Splatoon 3: La cara del orden pretende ser, y no se molesta en ocultarlo, lo que la Octo Expansión fue para Splatoon 2. Más allá de los jugadores más hardcore que siguen jugando partidas en línea y participando en los eventos, parece que quienes no acabamos de conectar con esta faceta del shooter de tinta necesitábamos algo más después de una campaña cumplidora, pero que tal vez no explota todas las posibilidades que dan sus armas, su movilidad y, sobre todo, su carisma: el invento del roguelike nos habla sobre la apuesta de Nintendo en un terreno casi desconocido para ellos, una declaración de intenciones por explorar los límites de su franquicia en un experimento que consigue sumar y aportar. Es difícil que La cara del orden se recuerde tanto y tan bien como aquella Octo Expansión, pero, como entonces, le da una vida nueva a las partidas de los que disfrutamos más de esas sesiones en solitario.
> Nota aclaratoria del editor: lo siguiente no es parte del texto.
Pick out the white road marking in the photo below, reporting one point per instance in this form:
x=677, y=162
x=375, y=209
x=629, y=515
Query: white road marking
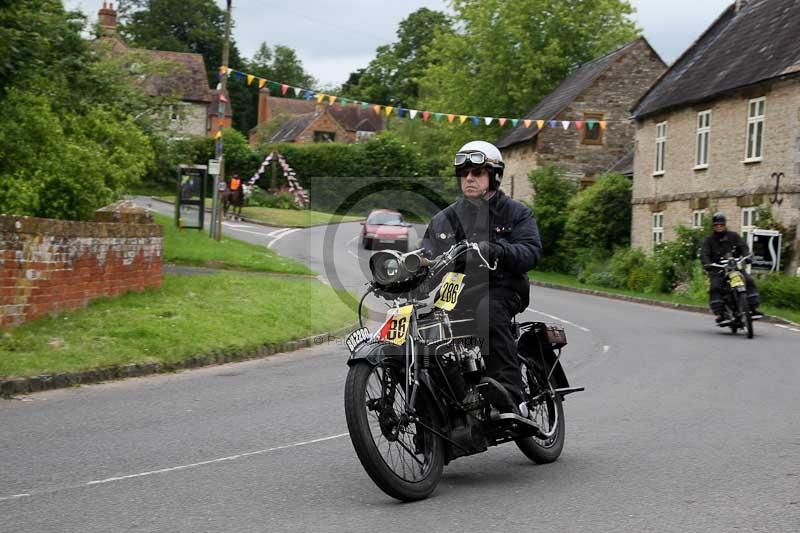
x=559, y=319
x=172, y=469
x=281, y=236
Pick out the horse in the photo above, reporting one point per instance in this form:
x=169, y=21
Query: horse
x=234, y=198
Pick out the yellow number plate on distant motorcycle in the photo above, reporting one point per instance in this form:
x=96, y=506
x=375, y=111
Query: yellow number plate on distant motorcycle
x=736, y=279
x=448, y=293
x=395, y=328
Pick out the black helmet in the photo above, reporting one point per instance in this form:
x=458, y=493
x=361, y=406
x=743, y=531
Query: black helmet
x=481, y=154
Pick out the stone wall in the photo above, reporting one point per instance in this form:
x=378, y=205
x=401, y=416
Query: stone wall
x=50, y=266
x=728, y=184
x=612, y=94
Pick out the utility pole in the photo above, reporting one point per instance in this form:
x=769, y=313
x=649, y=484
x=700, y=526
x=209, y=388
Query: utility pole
x=216, y=205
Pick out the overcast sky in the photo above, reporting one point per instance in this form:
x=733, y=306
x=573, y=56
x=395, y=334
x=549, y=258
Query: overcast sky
x=335, y=37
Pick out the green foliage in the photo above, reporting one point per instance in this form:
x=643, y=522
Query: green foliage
x=261, y=198
x=780, y=290
x=392, y=78
x=599, y=218
x=553, y=191
x=517, y=52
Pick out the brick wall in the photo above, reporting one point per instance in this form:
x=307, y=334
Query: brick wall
x=612, y=94
x=728, y=184
x=49, y=266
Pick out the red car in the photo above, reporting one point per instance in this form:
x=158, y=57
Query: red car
x=385, y=228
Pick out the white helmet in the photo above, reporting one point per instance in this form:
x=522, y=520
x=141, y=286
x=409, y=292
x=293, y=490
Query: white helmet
x=481, y=154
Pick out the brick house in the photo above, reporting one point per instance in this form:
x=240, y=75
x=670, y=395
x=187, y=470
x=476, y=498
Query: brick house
x=713, y=133
x=306, y=121
x=602, y=91
x=197, y=110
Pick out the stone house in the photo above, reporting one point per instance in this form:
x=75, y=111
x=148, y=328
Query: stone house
x=720, y=131
x=184, y=78
x=600, y=93
x=306, y=121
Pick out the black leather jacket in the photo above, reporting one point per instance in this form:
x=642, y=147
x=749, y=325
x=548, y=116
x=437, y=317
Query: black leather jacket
x=501, y=220
x=716, y=246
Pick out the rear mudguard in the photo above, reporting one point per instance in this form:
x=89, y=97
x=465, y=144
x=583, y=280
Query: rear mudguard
x=536, y=350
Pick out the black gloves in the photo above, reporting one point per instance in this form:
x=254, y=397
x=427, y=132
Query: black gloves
x=490, y=251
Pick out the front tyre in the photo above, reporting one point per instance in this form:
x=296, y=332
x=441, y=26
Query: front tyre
x=548, y=414
x=403, y=458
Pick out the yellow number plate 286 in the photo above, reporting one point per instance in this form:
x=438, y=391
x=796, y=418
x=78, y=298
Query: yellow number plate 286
x=736, y=279
x=395, y=328
x=448, y=293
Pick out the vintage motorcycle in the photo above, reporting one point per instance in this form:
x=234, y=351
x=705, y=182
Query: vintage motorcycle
x=417, y=395
x=735, y=294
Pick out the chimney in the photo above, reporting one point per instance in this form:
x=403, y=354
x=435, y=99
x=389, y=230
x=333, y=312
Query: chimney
x=107, y=18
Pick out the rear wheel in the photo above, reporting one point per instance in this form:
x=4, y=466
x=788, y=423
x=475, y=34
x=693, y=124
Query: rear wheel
x=400, y=455
x=546, y=411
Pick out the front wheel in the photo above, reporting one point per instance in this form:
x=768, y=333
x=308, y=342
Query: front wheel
x=548, y=414
x=402, y=456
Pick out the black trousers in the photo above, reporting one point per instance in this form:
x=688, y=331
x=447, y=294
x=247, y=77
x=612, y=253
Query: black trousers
x=717, y=289
x=493, y=310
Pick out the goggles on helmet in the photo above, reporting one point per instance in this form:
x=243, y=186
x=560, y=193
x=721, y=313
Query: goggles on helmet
x=472, y=158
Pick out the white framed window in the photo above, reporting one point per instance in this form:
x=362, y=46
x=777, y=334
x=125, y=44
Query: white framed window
x=658, y=228
x=702, y=139
x=697, y=218
x=748, y=221
x=756, y=109
x=661, y=146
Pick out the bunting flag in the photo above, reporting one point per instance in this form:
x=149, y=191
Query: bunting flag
x=411, y=114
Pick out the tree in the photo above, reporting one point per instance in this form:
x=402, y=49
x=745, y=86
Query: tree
x=553, y=192
x=517, y=52
x=599, y=218
x=392, y=78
En La cara del orden volveremos a encarnar a la Agente 8 que, al visitar la plaza de Cromópolis, entra en una especie de ensoñación en la que todo resulta vacío y triste porque, literalmente, está desprovisto de color. Marca el regreso de Marina y Pearl, aunque la segunda ha perdido su forma y se ha convertido en el dron que nos acompañará mientras ascendemos por los treinta pisos de la Torre del Orden. Ahí entra en escena la faceta roguelike (así la definen desde Nintendo, aunque tiene más de roguelite), que nos pone delante varios tipos de pisos con distintos objetivos para obligarnos a plantear cada uno de forma diferente.
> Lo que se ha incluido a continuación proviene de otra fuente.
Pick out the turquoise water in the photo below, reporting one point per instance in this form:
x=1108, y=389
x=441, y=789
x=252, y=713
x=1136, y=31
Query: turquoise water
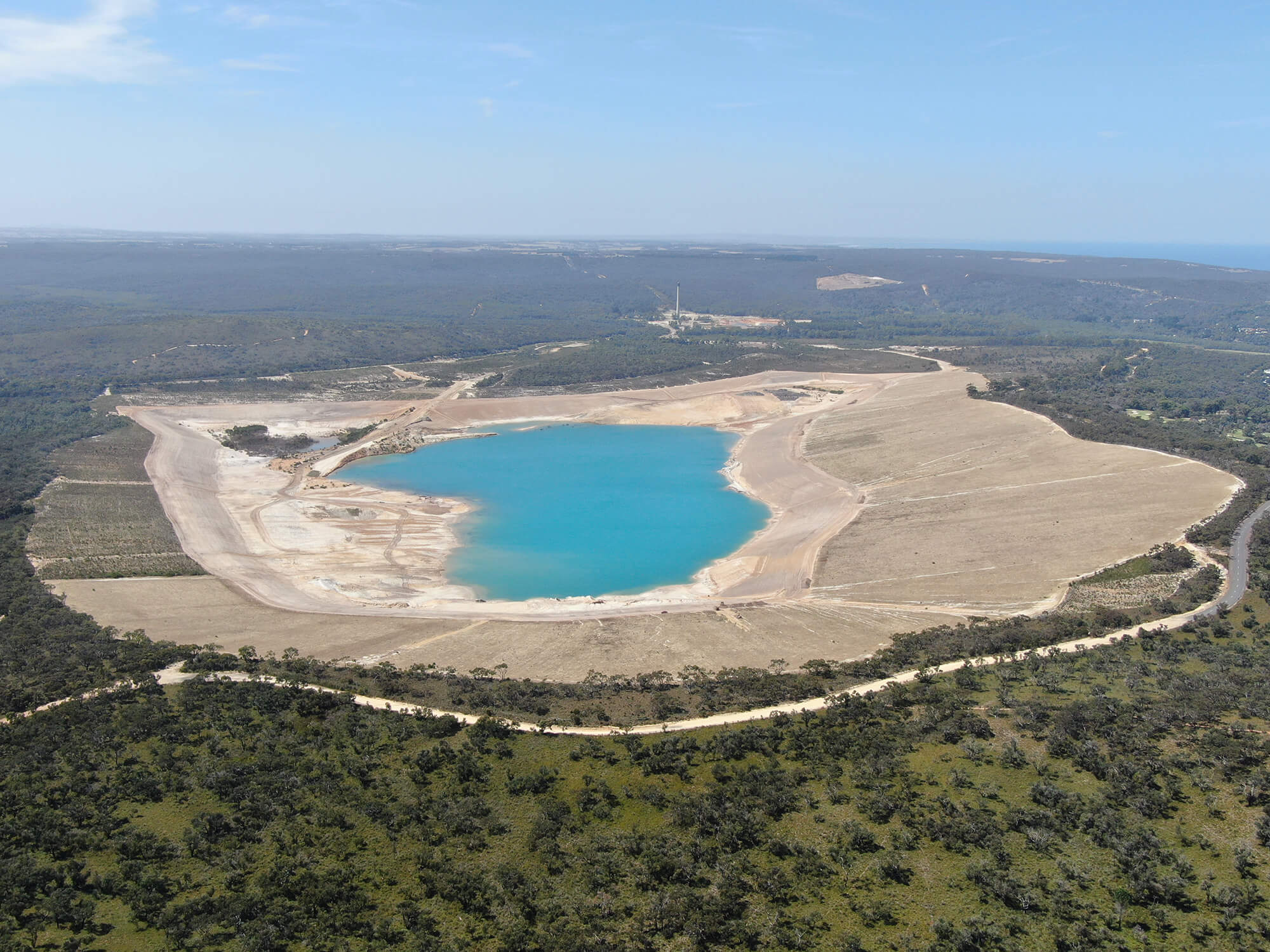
x=580, y=510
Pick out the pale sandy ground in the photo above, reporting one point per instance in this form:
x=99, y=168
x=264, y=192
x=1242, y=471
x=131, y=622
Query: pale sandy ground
x=852, y=282
x=967, y=507
x=977, y=506
x=316, y=545
x=208, y=611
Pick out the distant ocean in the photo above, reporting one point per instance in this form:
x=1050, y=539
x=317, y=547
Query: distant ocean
x=1224, y=256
En unos niveles habrá que llevar a empujones (a base de tiros, claro) unas esferas hacia los puntos de meta; defender varias zonas envueltas con nuestra tinta durante un tiempo establecido —los pisos que más se pueden llegar a complicar, en mi opinión—; hacer que una turbina haga un recorrido por todo el escenario, que solo avanzará mientras la hagamos girar con nuestra tinta; alcanzar a unos pescados bastante escurridizos que se mueven a toda velocidad; y, por último, el más común y quizá el más tradicional, cargarnos dos o tres generadores de enemigos. Mientras completamos todos ellos, cómo no, hay que soportar oleadas de esquealetas, los nuevos contrincantes de la Cara del Orden. En ellos se nota esa mano de finura y diseño que esperamos de un juego de Nintendo: aunque solo encontramos doce distintos, hay una intención clara en que cada uno cumpla una función especial para hacerte la vida un poco más complicada, ya sea cubriendo el terreno de tinta negra o viniendo directamente a por nosotros, lo que da el punto justo de equilibrio del que podría necesitar un roguelike que quiere cuidar sus detalles y esquivar la posibilidad (muy real, en algunos casos) de que los pisos se sientan muy parecidos independientemente del tipo de nivel que nos toque en cada caso.
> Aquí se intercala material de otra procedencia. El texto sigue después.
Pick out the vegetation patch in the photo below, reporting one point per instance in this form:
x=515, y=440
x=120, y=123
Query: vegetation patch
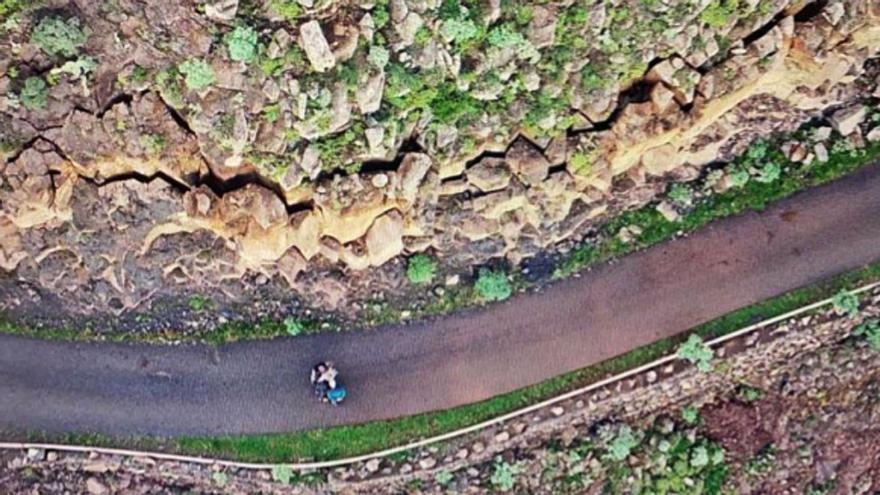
x=421, y=269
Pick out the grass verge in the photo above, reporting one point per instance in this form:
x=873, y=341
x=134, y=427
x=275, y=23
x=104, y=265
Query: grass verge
x=760, y=187
x=339, y=442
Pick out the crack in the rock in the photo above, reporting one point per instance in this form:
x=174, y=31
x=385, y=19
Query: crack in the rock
x=637, y=92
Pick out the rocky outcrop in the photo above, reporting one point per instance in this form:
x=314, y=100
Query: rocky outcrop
x=260, y=172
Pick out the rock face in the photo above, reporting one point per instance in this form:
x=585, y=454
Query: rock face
x=298, y=165
x=312, y=40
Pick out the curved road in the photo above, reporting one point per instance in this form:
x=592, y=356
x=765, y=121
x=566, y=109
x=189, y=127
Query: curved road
x=395, y=371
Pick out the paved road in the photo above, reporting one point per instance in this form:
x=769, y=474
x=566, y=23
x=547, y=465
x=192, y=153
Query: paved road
x=396, y=371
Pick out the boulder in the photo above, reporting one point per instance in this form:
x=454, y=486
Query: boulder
x=369, y=94
x=527, y=162
x=313, y=42
x=412, y=172
x=490, y=174
x=385, y=238
x=847, y=120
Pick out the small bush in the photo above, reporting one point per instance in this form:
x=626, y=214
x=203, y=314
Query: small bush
x=870, y=330
x=697, y=353
x=294, y=326
x=493, y=285
x=378, y=56
x=288, y=9
x=846, y=304
x=242, y=44
x=200, y=303
x=34, y=94
x=198, y=74
x=282, y=474
x=504, y=475
x=459, y=30
x=59, y=37
x=443, y=477
x=718, y=13
x=220, y=479
x=690, y=415
x=681, y=194
x=421, y=269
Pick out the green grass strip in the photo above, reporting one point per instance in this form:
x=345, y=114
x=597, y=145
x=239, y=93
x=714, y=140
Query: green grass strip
x=339, y=442
x=606, y=245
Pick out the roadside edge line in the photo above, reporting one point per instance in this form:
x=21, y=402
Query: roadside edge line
x=309, y=466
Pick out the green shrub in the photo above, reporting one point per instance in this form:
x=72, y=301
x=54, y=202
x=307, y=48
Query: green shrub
x=153, y=144
x=459, y=30
x=200, y=303
x=493, y=285
x=870, y=330
x=294, y=326
x=621, y=444
x=8, y=8
x=220, y=479
x=198, y=74
x=504, y=475
x=718, y=13
x=59, y=37
x=697, y=353
x=690, y=415
x=380, y=14
x=378, y=56
x=421, y=269
x=846, y=304
x=34, y=94
x=770, y=172
x=242, y=44
x=288, y=9
x=282, y=473
x=681, y=194
x=443, y=477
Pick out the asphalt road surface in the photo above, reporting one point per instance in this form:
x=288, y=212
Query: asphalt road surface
x=401, y=370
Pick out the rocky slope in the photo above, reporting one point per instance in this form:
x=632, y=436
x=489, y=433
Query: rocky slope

Sin embargo, para que todo funcione bien no basta con eso: al principio, sobre todo si no estamos acostumbrados al ritmo del multijugador y evitamos los niveles más fáciles —cada vez que ascendemos podremos elegir entre tres opciones cuál será el siguiente piso, y la dificultad de nuestra elección es directamente proporcional a la recompensa que nos dan—, es fácil sentir que la partida es más lenta y torpe de lo que nos gustaría. Cuesta eliminar enemigos, huir, simplemente movernos…, y ahí entran en juego los cromochips, estas mejoras (perks, para los roguelikers) que cambian el transcurso de la partida y que brillan, irónicamente, por los que hacen que todo salte por los aires. Más allá de subirnos el daño, empujar enemigos, o hacer que nuestra tinta sea venenosa, los que más marcan la partida son aquellos que alteran las reglas del juego de una forma tan sutil como, por ejemplo, aumentar ligeramente la probabilidad de que los enemigos suelten una recarga completa de nuestra munición o un reset de nuestra habilidad especial.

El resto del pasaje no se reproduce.